Spring Break in Another Country (AKA Southern USA ) Cont.

  • May 8, 18:02
  • 1


Well it’s long past time for me to continue the New Orleans story. As usual school and life just seemed to catch up with me. I figure I better hurry up and get this down though before it all escapes my memory.

I’ve never understood how any one has time to be a devoted blogger. Perhaps when I am in France I will find plenty of time to blog. At least for the first few months while I am still attempting to meet people and settle in. In the mean time, I’ll finished telling this rag about my spring break trip down south.

Day 1 cont.:

After helping Horace and Roscoe unload, they insisted we all come out along with them and have a few beers. Naturally, my stranger instincts kicked in at first, but after considering the situation and the fact that we outnumbered them three to one, I willingly climbed into the back for Horace’s cab with the rest of the crew. As were began to drive off Horace and Roscoe’s other friend, who they referred to as “Sir Charles”, grinded the gears of a black compact car behind us. Horace laughed about how he didn’t think Sir Charles could drive and we took off down the street.

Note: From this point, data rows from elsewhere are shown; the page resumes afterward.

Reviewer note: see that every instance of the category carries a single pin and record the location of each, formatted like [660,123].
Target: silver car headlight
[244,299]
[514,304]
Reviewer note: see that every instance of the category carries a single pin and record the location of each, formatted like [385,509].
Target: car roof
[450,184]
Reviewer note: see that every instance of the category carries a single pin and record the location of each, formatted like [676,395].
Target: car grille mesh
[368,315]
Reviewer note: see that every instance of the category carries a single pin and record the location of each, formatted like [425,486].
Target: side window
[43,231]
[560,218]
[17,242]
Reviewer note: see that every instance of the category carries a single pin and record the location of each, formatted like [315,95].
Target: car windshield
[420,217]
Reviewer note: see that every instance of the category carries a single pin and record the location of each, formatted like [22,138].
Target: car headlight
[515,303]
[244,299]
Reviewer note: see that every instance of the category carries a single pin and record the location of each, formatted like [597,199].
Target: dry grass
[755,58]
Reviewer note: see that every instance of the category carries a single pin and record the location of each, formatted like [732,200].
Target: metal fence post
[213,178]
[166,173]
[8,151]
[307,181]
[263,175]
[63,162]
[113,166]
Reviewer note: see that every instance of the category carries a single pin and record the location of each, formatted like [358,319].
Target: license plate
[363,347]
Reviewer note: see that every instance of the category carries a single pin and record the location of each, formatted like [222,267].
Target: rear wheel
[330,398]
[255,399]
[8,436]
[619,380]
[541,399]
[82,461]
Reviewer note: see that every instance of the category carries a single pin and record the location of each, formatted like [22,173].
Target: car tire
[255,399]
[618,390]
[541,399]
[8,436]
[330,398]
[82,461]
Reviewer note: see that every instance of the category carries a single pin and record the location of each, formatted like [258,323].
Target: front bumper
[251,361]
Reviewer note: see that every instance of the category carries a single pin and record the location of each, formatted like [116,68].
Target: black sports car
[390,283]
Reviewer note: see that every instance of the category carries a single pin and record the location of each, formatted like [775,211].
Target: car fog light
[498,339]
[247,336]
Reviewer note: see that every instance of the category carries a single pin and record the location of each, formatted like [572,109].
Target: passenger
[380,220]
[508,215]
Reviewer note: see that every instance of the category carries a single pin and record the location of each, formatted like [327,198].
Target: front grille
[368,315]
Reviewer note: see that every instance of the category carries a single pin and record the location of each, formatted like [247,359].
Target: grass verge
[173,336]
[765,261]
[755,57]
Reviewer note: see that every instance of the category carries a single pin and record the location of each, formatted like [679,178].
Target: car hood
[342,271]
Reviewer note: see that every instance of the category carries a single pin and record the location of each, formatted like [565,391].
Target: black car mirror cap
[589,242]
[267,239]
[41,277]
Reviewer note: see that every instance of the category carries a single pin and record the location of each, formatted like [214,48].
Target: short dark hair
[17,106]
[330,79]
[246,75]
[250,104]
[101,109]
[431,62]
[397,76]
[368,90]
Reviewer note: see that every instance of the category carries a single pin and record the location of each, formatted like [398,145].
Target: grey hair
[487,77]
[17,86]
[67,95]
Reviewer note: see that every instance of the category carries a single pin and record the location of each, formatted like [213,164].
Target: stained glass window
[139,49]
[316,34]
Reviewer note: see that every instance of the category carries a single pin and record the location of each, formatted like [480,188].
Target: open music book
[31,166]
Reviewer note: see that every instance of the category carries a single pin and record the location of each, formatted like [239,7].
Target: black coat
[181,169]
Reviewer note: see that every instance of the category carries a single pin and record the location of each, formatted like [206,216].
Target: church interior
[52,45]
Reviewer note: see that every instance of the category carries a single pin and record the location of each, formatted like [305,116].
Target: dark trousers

It turned out that Sir Charles, an older looking African man, was from Ghana and could barley speak English. I never really figured out how he knew Horace and Roscoe or what his relationship with them was. It struck me as interesting though that it seemed so natural for Sir Charles to just be accepted as a member of their group. It was the most diverse group of social deviants that I’d ever run into. Horace was a New Orleans local, had lived there all his life and was currently spending his time rebuilding basically the entire block that we had run into him on. Roscoe was an independent contractor, originally from Detroit. The way Roscoe approached his personal story made him come off as a relatively rootless man. He talked about commuting back and forth between Detroit, Florida, and Louisiana for the last few months. He mentioned a wife and child that he no longer knew, a man with a past and no idea how to settle himself with it. Roscoe had met Horace after the hurricane, I never learned how. He had just started working for him, Horace kept throwing jobs at him, and Roscoe stuck around. Roscoe even mentioned a time when he worked as a bridge builder, suspended high above the Mississippi river. It was easy to picture him hanging from these bridges days later when we returned to help him side a two story house and he did it all without a latter, but instead supported himself by hanging from window frames and jamming his legs between the neighboring houses wall and the wall of the house he was working on.

(I have to stop writing now. It’s time for me to go study for my finals. No worries though. As soon as I am done with school I will finish this story in no time. Peace! And good luck to all of you college students out there who are suffering with me.)

Amie    Jul 25, 09:38    [#]

ummm, where is the rest of the story?